Mohr, Jeré A.1, John B. Swenson1, Chris Paola2, Lincoln F.
(1) University of Minnesota Duluth, Duluth, MN
(2) University of Minnesota, Minneapolis, MN
(3) Duke University, Durham, NC
ABSTRACT: Sedimentation at the Foreset Toe as a Choke Point in Clinoform Dynamics
We present results from flume experiments that show how the foreset toe is a critical point—a “choke” point—for sediment transport in the coupled fluvio-deltaic system. Small changes in sedimentation at the foreset toe can control the entire upstream behavior of the system. During clinoform progradation, fluvial aggradation and shoreline behavior are controlled by the ability of the system to clear sediment from the foreset toe. We first examine how basement geometry controls sedimentation at the foreset toe, and ultimately, the behavior of the system upstream of the toe.

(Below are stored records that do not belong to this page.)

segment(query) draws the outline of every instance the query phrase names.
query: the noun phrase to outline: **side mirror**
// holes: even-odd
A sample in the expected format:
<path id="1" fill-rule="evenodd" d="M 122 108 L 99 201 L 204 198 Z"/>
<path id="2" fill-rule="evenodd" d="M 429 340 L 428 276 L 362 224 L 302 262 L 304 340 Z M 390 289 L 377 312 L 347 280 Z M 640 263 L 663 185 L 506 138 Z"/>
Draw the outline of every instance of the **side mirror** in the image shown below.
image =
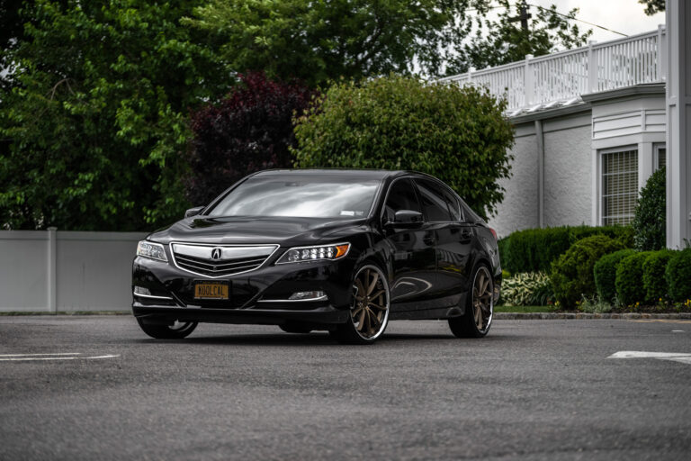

If the basement slope exceeds the angle of repose of the sediment, failure occurs in the toe region and sediment is unable to accumulate there. As a result, shoreline regression and fluvial aggradation cease, the clinoform upstream of the toe becomes a bypass system, and all sediment is routed to the deep marine environment. A second set of experiments show how basement geometry in concert with turbidity currents can clear sediment from the foreset toe. Turbidity currents reduce the foreset angle by 20-30%. If the basement angle is greater than the reduced foreset angle, sediment is unable to accumulate at the toe, halting shoreline regression and fluvial aggradation and, despite the increase in sediment load to the fluvial system, generating autocyclic fluvial incision and shoreline transgression. Scale-up to field conditions shows that this phenomenon may occur with weak turbidity currents and basement slopes on the order of the continental slope.
AAPG Search and Discovery Article #90026©2004 AAPG Annual Meeting, Dallas, Texas, April 18-21, 2004.